A perpetual student or career student is a college or university attendee who re-enrolls for several years more than is necessary to obtain a given degree, or who pursues multiple terminal degrees. Perpetual students might publish or work in several fields.

Examples
 Luciano Baietti (born September 1, 1947) holds fifteen academic degrees, including the subjects of physical education, law, literature, philosophy, sociology, criminology, and military strategy. The Guinness Book of World Records officially recognizes Baietti as the most graduated living person in the world.
 Dr. Robert W. McGee - Holder of 23 academic degrees including 13 doctorates.
 Dr. Bruce Berry (1940-2014), notable for being a school crossing guard, having retired from a career including technical document translation for Agfa-Gevaert, working for the Post Office, and teaching, took his first degree from Manchester University in 1963. He continued to study from the 1970s onwards, coming to possess several further Bachelor's and master's degrees (from universities including the University of Leeds, the University of York and Normandy University, Caen), as well as a Ph.D. from Leeds Metropolitan University. He died before completing his twelfth degree, another Ph.D. Fluent in several languages, he was also a Fellow of the Chartered Institute of Linguists.
 Benjamin Bolger, who received his first four-year degree from the University of Michigan has seventeen degrees from different colleges.
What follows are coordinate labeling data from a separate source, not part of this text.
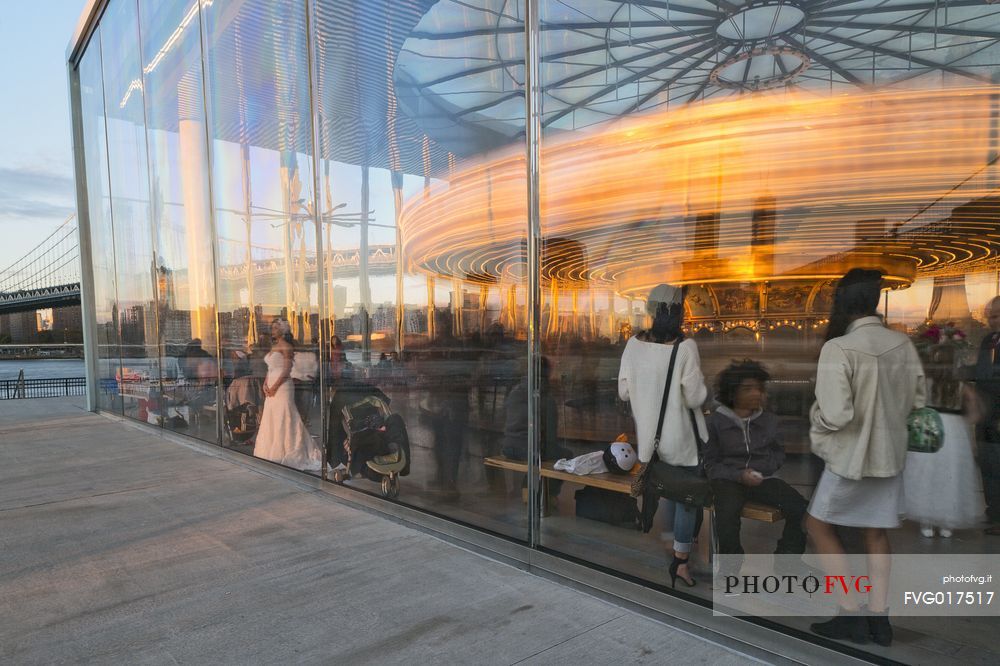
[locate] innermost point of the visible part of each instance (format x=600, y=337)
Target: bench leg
x=706, y=538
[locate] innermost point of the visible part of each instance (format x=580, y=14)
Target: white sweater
x=867, y=382
x=640, y=381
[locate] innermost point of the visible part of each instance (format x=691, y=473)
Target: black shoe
x=848, y=625
x=674, y=575
x=879, y=628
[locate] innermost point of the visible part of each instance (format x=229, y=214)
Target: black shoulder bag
x=669, y=481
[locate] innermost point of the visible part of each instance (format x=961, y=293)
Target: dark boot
x=848, y=625
x=879, y=627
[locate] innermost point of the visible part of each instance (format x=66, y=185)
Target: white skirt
x=943, y=488
x=868, y=502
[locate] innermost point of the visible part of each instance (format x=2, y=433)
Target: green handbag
x=925, y=431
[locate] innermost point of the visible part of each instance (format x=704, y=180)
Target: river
x=45, y=368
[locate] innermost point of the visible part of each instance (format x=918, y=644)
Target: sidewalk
x=119, y=546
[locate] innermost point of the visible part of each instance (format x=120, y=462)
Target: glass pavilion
x=436, y=195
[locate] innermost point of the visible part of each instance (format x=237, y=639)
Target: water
x=46, y=368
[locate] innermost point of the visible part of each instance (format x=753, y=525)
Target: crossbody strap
x=666, y=394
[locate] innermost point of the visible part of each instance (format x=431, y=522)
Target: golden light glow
x=875, y=179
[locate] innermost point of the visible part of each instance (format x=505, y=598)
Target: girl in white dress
x=282, y=436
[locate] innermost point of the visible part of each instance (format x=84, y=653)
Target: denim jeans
x=685, y=517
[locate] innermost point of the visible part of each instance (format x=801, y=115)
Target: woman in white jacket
x=868, y=380
x=641, y=381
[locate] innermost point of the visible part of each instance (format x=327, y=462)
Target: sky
x=36, y=156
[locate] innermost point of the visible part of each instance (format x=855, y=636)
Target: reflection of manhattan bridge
x=269, y=273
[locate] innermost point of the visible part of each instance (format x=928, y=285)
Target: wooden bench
x=619, y=483
x=623, y=484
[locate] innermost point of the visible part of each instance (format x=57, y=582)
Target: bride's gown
x=282, y=436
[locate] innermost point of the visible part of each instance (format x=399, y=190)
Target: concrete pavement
x=119, y=546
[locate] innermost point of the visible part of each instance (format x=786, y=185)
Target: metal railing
x=57, y=387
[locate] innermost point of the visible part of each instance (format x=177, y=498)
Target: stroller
x=367, y=439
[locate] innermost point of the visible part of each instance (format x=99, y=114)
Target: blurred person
x=741, y=457
x=282, y=436
x=641, y=382
x=448, y=406
x=942, y=488
x=987, y=380
x=515, y=433
x=868, y=380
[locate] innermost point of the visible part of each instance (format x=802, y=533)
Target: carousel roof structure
x=460, y=71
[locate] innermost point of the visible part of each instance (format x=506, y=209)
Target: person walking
x=742, y=457
x=868, y=381
x=987, y=378
x=641, y=380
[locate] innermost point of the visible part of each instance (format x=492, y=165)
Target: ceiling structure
x=460, y=72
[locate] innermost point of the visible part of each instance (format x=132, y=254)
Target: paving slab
x=120, y=546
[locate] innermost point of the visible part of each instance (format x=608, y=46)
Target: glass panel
x=262, y=178
x=428, y=322
x=753, y=153
x=101, y=234
x=130, y=208
x=181, y=216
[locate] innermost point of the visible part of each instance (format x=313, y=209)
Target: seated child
x=741, y=457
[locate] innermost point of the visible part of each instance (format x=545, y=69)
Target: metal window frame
x=761, y=639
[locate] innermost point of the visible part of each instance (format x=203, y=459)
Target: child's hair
x=856, y=295
x=734, y=375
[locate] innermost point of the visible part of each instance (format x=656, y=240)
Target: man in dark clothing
x=988, y=431
x=742, y=454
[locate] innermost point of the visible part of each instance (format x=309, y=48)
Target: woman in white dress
x=868, y=379
x=282, y=436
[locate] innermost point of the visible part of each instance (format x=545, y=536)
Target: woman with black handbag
x=661, y=377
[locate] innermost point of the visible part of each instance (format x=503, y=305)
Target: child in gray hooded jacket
x=741, y=457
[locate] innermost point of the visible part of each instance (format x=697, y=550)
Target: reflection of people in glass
x=988, y=431
x=868, y=380
x=641, y=381
x=741, y=457
x=282, y=436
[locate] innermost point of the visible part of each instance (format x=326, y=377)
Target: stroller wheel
x=390, y=486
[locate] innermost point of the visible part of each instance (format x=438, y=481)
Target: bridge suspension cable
x=53, y=262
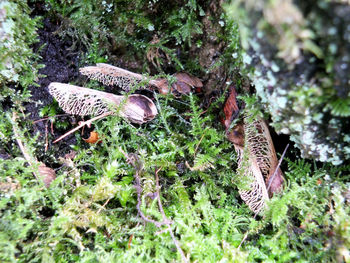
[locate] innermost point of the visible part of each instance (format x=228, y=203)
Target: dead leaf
x=256, y=155
x=93, y=138
x=83, y=101
x=185, y=82
x=231, y=109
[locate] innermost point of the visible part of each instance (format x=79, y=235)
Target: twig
x=278, y=166
x=169, y=222
x=47, y=118
x=134, y=161
x=31, y=161
x=82, y=124
x=274, y=174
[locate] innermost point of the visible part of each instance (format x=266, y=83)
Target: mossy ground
x=89, y=213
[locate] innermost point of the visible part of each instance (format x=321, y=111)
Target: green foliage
x=18, y=63
x=90, y=214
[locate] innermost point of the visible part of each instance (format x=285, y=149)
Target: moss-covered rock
x=299, y=62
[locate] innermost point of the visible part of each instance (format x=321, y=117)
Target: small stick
x=278, y=166
x=29, y=159
x=82, y=124
x=168, y=222
x=274, y=174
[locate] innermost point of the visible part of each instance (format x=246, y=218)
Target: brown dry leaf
x=189, y=79
x=82, y=101
x=257, y=158
x=111, y=75
x=93, y=138
x=185, y=82
x=230, y=108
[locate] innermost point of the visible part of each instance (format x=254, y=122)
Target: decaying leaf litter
x=257, y=159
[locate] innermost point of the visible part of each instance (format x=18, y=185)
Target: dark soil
x=61, y=65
Milton De Jesús has been a student at the University of Puerto Rico since 1963. In 2010, De Jesús was interviewed by the newspaper, since he was the only student on the campus who could compare the 2010 student strikes and the 1970s, 80s, 90s, and 2005 strikes. According to his Facebook page, De Jesús graduated from the University of Puerto Rico in 2005.
 Shrikant Jichkar  (14 September 1954 – 2 June 2004)  held twenty academic degrees.
 Johnny Lechner attended the University of Wisconsin–Whitewater from 1994 to at least 2005. He was scheduled to graduate in 2008 with multiple majors and minors, but continued into a 15th year of college.
 Michael Nicholson (1941?- Present) has 28 degrees, including 22 master's degrees and one doctorate.
 V. N. Parthiban holds the overall record for the most degrees earned in history, with one hundred forty-five.